Understanding the spread of Extinct and Endangered languages across India.

Data Description

The dataset of extinct and endangered languages around the world is created by The Guardian and is available here.

Variables: The name of language, longitude, latitude, degree of endangerment and the number of speakers.

Data Visualisation

Languages by latitude/longitude and Population are plotted.

The interactive visualisation of Languages by Latitude/longitude inform us, where all the extinct and endangered languages are located across India.

Similarly, Languages by number of speakers is plotted.

#collapse-hide
import numpy as np
import pandas as pd
pd.options.mode.chained_assignment = None

from IPython.display import HTML

import plotly.plotly as py
import plotly.graph_objs as go
from plotly import tools
from plotly.offline import iplot, init_notebook_mode
init_notebook_mode()

language_data = pd.read_csv('../data/data.csv', usecols=[0, 1, 5, 7, 10, 12, 13])
language_data = language_data.rename(
    columns={'Name in English':'language', 'Country codes alpha 3':'locations',
             'Degree of endangerment':'risk', 'Number of speakers':'population'})
language_data.columns = language_data.columns.str.lower()
language_data['risk'] = language_data['risk'].str.title()
language_data['population'] = language_data['population'].fillna(-1)
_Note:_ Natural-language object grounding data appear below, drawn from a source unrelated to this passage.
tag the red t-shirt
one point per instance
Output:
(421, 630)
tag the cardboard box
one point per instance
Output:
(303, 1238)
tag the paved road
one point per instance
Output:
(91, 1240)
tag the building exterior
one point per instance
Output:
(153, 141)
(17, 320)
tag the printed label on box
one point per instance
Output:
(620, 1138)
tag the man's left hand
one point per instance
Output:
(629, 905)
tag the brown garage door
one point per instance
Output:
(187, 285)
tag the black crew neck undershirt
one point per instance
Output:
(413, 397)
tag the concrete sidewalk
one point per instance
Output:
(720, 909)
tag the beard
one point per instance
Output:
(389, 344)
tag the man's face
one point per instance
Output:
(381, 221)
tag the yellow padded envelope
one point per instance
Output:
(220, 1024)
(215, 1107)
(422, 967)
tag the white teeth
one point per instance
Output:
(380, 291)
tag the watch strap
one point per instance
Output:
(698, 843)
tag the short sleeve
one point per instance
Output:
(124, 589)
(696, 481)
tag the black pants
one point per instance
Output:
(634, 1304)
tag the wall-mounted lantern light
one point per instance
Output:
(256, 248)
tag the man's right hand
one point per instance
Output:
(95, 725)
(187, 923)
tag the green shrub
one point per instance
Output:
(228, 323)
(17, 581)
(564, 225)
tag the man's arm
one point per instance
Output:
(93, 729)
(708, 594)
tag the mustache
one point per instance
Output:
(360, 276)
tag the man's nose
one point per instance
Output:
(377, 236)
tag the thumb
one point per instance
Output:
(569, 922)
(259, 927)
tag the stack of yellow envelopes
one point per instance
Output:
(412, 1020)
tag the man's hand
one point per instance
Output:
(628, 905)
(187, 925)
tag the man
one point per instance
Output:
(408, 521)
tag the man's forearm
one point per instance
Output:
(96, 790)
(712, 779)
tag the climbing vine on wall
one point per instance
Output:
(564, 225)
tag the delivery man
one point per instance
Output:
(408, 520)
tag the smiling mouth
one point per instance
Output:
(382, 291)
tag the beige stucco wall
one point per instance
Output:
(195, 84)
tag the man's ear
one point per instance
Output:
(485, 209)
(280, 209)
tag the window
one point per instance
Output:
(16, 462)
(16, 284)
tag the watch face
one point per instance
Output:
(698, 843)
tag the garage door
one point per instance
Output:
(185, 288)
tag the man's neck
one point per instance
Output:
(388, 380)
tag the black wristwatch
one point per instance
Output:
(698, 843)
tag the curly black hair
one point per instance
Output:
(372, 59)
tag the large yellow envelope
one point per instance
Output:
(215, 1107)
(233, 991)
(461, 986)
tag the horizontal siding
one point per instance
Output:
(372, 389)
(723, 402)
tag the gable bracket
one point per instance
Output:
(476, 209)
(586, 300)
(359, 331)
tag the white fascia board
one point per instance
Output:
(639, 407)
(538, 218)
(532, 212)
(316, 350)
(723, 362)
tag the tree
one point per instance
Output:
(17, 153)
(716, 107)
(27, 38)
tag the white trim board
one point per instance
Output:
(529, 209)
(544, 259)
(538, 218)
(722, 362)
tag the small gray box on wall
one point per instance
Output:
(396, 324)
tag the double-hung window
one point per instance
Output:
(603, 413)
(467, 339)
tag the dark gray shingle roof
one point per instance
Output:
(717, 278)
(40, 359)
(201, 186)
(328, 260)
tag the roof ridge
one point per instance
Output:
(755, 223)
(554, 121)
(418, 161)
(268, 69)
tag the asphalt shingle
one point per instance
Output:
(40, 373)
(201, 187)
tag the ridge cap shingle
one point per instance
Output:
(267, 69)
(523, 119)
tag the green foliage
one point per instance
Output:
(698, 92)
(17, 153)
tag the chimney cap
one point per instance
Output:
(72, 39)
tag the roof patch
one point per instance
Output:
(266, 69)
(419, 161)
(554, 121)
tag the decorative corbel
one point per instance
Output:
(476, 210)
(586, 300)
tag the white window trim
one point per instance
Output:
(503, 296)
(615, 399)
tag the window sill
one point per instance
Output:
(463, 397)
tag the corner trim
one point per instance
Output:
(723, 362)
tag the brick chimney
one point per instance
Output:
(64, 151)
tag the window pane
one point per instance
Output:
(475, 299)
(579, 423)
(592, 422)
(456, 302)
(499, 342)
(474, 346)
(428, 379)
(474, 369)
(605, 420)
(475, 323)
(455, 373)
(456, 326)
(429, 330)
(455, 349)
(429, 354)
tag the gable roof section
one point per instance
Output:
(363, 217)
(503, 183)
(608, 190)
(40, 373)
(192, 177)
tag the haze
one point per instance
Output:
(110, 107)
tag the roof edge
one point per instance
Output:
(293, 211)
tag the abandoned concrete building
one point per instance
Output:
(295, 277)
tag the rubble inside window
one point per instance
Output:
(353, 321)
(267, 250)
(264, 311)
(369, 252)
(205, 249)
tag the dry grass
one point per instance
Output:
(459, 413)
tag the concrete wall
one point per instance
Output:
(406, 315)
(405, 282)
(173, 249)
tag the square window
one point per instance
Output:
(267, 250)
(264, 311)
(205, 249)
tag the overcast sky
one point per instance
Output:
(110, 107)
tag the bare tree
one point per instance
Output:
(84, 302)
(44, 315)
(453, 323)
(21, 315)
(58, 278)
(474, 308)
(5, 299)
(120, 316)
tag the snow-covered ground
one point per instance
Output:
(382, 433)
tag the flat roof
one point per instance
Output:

# endangered or extinct languages in India
language_ind = language_data[language_data['locations'].str.contains('IND') == True]

language_ind['risk'] = language_ind['risk'].replace(
    ['Vulnerable', 'Definitely Endangered', 'Severely Endangered',
     'Critically Endangered', 'Extinct'], [1, 2, 3, 4, 5])

language_ind = language_ind[['language', 'risk', 'population', 'latitude', 'longitude']]